Jane Hendrick, the founder of FreshFox, a New York-based collaborative shopping website that calls itself “the fun and interactive way to shop with friends,” said her site is different from the competition due to its ease of use. For example, if friends want shopping advice when picking out bridesmaids' dresses, they don't have to send links to individuals to get their input. Instead, shoppers can create goods collections and let friends comment on them within the application. They can vote on the best selection and see others' votes. “As an additional monetization strategy, FreshFox intends to partner with online retailers to generate revenue through affiliate commissions. In addition, we intend to build out sponsored channels,” Hendrick said.
Songe LaRon of Miigo, an online service that allows “anyone to plan, save and join any event imaginable,” also presented.
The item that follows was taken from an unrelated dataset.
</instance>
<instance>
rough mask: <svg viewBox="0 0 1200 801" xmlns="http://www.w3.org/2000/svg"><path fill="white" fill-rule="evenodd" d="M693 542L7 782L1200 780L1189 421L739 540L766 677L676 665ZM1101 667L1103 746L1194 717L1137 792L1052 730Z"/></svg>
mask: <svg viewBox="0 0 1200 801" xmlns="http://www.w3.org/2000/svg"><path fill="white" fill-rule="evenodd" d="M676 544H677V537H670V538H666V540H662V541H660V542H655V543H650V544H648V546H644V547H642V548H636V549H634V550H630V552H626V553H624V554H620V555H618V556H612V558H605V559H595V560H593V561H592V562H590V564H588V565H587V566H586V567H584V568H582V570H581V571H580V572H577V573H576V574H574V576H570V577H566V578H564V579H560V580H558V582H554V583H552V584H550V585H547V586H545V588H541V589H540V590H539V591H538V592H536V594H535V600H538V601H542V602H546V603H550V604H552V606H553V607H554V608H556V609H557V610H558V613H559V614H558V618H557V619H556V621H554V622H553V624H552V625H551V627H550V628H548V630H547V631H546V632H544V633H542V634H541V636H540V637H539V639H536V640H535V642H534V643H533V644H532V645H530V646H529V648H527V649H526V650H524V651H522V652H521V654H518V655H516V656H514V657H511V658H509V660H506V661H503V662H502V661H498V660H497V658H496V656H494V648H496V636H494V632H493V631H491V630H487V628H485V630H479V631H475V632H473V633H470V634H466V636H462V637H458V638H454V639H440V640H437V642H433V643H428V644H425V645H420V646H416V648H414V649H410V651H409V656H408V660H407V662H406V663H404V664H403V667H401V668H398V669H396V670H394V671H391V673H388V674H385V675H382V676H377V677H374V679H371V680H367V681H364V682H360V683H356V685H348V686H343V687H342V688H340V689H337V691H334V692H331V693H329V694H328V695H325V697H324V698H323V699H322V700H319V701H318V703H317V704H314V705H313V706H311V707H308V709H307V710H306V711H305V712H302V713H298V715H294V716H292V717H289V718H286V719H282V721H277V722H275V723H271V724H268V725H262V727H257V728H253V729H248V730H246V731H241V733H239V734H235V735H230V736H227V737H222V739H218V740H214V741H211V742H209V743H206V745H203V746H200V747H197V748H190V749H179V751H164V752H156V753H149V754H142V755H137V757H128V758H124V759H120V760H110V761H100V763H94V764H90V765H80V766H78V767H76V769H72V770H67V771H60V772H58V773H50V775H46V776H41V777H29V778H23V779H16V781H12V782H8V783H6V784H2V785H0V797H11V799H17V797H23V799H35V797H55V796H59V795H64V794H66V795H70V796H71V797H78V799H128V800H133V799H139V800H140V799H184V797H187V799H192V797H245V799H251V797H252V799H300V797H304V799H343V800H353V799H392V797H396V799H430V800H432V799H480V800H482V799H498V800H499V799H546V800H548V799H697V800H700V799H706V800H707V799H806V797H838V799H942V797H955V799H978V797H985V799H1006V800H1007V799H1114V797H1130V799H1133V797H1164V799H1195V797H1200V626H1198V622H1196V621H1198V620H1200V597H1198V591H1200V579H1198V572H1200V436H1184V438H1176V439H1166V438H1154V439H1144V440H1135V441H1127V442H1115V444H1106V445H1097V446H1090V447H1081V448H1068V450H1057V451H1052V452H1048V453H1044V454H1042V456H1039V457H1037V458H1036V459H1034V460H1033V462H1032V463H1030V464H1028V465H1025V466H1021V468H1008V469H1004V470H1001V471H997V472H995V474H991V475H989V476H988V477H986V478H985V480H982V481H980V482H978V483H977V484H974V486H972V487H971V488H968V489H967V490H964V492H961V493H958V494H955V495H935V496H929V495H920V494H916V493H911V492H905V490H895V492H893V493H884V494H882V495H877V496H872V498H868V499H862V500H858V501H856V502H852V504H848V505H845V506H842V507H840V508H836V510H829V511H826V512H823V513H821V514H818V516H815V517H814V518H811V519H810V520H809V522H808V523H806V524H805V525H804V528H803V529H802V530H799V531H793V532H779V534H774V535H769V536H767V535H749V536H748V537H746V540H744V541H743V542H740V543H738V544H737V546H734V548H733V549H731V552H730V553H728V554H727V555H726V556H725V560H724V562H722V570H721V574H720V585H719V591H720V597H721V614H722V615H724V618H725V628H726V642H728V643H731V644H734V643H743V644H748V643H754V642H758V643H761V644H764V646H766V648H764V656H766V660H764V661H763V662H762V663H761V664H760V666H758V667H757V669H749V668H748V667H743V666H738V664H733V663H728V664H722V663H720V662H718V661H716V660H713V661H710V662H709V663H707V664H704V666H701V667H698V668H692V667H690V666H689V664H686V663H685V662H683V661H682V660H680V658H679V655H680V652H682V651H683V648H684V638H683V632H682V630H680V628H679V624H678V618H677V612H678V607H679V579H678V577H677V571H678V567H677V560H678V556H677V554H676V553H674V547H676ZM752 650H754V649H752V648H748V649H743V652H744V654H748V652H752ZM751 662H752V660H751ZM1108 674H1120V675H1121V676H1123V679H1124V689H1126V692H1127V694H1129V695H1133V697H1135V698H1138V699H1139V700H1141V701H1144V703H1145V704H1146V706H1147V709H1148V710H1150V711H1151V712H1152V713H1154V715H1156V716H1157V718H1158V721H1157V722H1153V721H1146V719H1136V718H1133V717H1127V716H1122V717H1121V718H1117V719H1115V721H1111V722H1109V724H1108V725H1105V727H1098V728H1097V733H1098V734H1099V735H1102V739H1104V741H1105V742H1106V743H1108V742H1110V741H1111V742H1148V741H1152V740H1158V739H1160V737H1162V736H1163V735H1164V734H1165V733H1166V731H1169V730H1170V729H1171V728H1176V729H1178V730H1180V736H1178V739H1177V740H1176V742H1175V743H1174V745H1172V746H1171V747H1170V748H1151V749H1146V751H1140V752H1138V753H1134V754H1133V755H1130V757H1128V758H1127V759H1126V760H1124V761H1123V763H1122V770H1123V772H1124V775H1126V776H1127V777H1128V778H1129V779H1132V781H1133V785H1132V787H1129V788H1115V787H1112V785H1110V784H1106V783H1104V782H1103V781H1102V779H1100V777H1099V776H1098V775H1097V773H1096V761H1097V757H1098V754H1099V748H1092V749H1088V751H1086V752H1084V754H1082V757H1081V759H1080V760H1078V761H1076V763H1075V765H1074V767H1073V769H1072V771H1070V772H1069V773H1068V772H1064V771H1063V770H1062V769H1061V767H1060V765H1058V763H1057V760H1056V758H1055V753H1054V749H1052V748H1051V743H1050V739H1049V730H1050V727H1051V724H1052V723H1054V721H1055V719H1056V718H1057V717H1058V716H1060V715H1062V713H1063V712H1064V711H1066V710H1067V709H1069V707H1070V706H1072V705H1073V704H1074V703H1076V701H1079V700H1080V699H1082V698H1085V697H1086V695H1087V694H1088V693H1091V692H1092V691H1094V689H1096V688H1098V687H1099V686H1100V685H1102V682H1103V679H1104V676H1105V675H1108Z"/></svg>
In a twist, this New York startup is offering its services in Brazil, where social engagement is very high but there isn't much competition for this kind of business.
Brazil is the sixth largest economy in the world, with 81 million Internet users, LaRon said, and consumers who spend more than $2 billion on events each year. “We've always known that Brazil is extremely social offline, and we are learning it is equally social online.”
When it comes to online event planning, there are still some pain points. Event planners for small- and medium-sized events don't have a way to easily sell tickets to their events and promote them, and ticket purchasers often have to buy them at physical locations to avoid high purchase fees.
Miigo allows event planners to both sell tickets to events and set up a site allowing those attending them to connect with one other. “This is really our secret sauce,” LaRon said. “Users will have access to rich profiles of attendees right on the event page, allowing them to connect with others attending the event.”
After the startup pitches, Zichermann discussed gamification, which is not what many people believe it to be — just slapping a game or badges onto a website. “Gamification is the use of game thinking and game tactics to engage audiences and solve problems,” he explained.
It turns out that the human brain is rewarded by dopamine each time it meets a challenge. Today's consumers are accustomed to video games, which frequently ping their brains with dopamine. Zichermann discussed how to apply that concept to practical use.
He provided the example of a speed camera lottery in Sweden. In that country, drivers are hit with heavy, income-based fines for speeding. Fines alone didn't stop the speeding, but a reward for not speeding, offered by an innovator, has. Drivers “caught” driving at or below the speed limit are entered into a pool to share the money collected through the fines. That use of gamification has worked to give drivers the incentive to slow down.
Another example comes from tech companies like Spotify and Facebook, which have replaced their annual employee performance reviews with an online system. Workers across the board are encouraged to catch colleagues doing the right thing and make comments such as “Hey, I see you closed that account! Great job!” The system informs companies of the specific tasks performed by their employees, capturing information that might otherwise have been lost. It also rewards workers with compliments, engendering those dopamine pings, which in turn make them happier.